CD Genomics has developed a state-of-the-art high throughput sequencing method (TCR-Seq) to characterize the TCR repertoires. TCR, which locates on the surface of T cells, is responsible for the recognition of the Ag-MHC (major histocompatibility complex) molecules.
What is scATAC seq?
Single-cell sequencing assay for transposase-accessible chromatin (scATAC-seq) is the state-of-the-art technology for analyzing genome-wide regulatory landscapes in single cells. Single-cell ATAC-seq data are sparse and noisy, and analyzing such data is challenging.

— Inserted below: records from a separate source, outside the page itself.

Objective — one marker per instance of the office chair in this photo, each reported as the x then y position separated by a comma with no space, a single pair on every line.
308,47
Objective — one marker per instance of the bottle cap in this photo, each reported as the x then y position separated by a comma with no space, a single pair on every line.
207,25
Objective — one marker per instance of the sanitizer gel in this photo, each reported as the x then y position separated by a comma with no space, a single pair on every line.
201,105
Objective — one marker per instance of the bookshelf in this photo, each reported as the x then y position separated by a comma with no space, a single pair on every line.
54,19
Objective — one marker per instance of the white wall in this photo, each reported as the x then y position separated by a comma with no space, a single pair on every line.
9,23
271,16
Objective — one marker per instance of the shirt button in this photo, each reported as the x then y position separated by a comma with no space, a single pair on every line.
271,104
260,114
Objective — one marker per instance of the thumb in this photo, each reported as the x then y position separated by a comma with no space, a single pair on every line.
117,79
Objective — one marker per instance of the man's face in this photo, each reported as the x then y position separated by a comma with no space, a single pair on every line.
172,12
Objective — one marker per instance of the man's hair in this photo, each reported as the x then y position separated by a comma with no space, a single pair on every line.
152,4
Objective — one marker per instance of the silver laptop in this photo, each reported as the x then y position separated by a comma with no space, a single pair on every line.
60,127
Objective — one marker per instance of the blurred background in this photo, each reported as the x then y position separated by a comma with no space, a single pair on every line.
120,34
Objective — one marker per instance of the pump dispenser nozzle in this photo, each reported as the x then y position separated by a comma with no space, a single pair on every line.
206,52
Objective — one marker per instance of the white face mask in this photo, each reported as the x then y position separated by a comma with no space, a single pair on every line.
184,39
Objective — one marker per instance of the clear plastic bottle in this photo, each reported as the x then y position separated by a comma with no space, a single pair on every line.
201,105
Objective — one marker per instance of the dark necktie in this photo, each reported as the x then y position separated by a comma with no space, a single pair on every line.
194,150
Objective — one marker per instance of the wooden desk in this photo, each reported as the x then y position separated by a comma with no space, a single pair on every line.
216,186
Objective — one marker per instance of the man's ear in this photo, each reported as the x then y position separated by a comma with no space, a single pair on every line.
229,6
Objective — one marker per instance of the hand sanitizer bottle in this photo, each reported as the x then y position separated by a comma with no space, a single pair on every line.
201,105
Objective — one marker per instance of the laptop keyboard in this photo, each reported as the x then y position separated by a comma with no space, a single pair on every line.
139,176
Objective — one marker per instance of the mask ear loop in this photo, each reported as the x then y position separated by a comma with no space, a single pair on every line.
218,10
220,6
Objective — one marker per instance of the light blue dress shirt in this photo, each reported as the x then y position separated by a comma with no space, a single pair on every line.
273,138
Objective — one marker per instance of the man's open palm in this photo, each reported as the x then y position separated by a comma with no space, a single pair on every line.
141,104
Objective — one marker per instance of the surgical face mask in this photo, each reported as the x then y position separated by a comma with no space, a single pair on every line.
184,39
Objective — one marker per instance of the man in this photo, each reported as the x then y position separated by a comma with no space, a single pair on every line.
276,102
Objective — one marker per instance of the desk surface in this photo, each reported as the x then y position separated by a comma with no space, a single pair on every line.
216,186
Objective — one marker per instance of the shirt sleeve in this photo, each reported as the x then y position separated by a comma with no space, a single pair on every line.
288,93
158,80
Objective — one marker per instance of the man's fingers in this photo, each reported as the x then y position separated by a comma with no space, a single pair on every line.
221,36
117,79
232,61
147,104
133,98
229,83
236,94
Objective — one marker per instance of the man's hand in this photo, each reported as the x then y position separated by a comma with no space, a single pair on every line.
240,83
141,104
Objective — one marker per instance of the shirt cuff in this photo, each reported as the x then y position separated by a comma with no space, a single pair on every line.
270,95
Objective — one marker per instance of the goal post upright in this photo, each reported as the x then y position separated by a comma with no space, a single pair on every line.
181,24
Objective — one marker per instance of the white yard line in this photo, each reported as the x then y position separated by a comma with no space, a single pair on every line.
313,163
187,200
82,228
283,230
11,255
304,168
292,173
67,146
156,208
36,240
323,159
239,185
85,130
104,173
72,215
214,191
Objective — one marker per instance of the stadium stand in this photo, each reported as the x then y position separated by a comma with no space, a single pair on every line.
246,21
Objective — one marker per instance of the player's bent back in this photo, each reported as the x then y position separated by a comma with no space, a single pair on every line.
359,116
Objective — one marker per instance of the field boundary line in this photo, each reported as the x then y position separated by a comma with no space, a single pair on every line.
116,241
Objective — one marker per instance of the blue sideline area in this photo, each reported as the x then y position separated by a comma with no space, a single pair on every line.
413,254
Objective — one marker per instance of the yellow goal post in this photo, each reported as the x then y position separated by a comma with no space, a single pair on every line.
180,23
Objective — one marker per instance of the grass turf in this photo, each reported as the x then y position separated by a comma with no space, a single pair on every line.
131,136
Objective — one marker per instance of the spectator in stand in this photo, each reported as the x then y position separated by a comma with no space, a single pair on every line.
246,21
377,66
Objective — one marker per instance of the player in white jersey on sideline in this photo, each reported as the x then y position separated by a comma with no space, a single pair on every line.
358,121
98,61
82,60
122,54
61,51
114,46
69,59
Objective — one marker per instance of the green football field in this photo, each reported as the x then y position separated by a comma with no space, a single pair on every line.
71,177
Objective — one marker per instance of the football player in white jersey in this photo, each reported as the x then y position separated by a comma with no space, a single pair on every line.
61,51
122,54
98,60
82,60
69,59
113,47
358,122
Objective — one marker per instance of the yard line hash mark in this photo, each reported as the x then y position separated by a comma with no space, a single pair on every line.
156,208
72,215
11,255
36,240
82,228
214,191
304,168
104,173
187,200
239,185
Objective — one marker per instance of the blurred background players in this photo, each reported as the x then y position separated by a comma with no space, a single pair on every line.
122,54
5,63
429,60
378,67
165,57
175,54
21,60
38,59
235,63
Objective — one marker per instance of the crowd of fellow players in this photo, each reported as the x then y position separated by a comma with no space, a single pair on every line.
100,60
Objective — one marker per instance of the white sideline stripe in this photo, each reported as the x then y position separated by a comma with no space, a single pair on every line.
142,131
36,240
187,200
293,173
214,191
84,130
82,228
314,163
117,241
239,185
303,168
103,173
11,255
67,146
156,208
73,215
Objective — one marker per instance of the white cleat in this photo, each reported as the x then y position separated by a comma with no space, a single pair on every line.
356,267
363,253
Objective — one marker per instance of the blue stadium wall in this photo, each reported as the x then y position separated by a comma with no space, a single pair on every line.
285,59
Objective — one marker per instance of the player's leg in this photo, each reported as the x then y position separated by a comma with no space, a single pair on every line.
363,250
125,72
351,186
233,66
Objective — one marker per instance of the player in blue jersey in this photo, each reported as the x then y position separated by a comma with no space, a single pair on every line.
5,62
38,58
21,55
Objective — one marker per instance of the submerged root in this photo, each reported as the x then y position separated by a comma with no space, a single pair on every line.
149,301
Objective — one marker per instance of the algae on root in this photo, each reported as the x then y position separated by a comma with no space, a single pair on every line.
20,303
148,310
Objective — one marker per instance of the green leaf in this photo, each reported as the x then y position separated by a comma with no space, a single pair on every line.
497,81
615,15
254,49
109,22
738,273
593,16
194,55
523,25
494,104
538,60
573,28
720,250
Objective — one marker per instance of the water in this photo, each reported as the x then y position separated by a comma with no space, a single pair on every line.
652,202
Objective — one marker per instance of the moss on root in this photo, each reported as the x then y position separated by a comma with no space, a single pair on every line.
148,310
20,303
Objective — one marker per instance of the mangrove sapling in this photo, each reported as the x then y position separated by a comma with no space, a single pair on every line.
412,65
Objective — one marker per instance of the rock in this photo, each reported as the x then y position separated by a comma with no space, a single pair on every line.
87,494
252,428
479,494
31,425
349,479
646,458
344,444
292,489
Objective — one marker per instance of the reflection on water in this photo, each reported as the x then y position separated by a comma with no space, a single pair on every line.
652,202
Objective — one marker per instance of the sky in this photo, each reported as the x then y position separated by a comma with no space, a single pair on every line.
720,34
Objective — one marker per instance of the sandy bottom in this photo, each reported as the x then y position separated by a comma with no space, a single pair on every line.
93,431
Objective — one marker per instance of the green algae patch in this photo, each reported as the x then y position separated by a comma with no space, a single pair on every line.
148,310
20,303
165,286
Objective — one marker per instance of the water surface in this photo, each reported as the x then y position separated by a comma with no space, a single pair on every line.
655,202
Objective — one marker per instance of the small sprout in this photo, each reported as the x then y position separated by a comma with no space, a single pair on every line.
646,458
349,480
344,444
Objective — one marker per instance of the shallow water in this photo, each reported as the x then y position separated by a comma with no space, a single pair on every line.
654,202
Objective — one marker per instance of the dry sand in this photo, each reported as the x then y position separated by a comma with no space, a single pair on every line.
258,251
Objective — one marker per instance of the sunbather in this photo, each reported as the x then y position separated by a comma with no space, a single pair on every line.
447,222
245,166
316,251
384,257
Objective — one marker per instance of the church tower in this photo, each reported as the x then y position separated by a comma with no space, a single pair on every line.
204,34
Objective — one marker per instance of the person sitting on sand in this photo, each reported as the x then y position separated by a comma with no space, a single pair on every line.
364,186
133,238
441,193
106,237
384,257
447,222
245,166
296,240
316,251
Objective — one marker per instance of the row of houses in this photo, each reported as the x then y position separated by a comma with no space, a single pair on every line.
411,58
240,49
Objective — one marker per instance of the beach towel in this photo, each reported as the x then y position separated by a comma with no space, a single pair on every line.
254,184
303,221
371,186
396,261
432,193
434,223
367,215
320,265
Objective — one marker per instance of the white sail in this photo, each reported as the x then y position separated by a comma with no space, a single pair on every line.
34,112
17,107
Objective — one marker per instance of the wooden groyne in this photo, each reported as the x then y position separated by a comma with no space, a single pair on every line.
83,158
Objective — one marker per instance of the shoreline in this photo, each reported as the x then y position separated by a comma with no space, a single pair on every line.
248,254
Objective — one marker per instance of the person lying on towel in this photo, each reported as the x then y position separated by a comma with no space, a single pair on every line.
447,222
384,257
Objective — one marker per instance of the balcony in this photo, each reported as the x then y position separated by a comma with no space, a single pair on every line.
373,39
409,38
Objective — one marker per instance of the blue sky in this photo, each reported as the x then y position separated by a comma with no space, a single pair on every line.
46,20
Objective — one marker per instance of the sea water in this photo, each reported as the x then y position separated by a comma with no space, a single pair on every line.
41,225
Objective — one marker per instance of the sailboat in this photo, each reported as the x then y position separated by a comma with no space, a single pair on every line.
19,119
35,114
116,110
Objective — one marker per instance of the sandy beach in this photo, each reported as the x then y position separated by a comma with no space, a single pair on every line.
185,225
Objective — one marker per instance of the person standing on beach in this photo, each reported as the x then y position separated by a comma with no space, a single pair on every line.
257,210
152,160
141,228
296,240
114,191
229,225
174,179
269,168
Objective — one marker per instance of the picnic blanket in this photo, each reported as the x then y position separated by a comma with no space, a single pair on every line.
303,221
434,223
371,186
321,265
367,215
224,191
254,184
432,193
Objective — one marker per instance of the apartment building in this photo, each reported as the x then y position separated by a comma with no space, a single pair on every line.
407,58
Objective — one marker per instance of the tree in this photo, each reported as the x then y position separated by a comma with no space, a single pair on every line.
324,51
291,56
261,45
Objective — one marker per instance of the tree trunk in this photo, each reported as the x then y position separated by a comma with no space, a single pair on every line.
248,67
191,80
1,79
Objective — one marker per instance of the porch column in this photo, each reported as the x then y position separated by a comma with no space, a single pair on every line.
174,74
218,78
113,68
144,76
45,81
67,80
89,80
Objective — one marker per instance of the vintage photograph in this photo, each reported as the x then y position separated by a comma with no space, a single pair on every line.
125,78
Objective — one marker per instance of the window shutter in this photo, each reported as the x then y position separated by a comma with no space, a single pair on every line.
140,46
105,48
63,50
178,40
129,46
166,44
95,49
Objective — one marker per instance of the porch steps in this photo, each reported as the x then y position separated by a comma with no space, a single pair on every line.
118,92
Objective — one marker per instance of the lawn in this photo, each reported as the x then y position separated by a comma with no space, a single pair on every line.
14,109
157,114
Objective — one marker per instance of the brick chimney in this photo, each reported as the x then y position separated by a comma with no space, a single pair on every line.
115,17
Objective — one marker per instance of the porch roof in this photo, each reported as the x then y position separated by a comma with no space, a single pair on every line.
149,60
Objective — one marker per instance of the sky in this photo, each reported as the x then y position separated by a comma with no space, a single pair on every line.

How many cells are in 10x?
What is a Multiplet rate?
Answer: The multiplet rate is the fraction of cell-associated barcodes estimated to be associated with more than one cell. In standard Next GEM Single Cell assays, this rate is driven by the fraction of cell-containing GEM’s that contain more than one cell.
What is a gem 10x?
10x Genomics’ Chromium technology partitions reactions into nanoliter-scale droplets containing uniquely barcoded beads called GEMs (Gel Bead-In EMulsions). This core technology can be used to partition single cells, nuclei, or high molecular weight gDNA to prepare next generation sequencing libraries in parallel.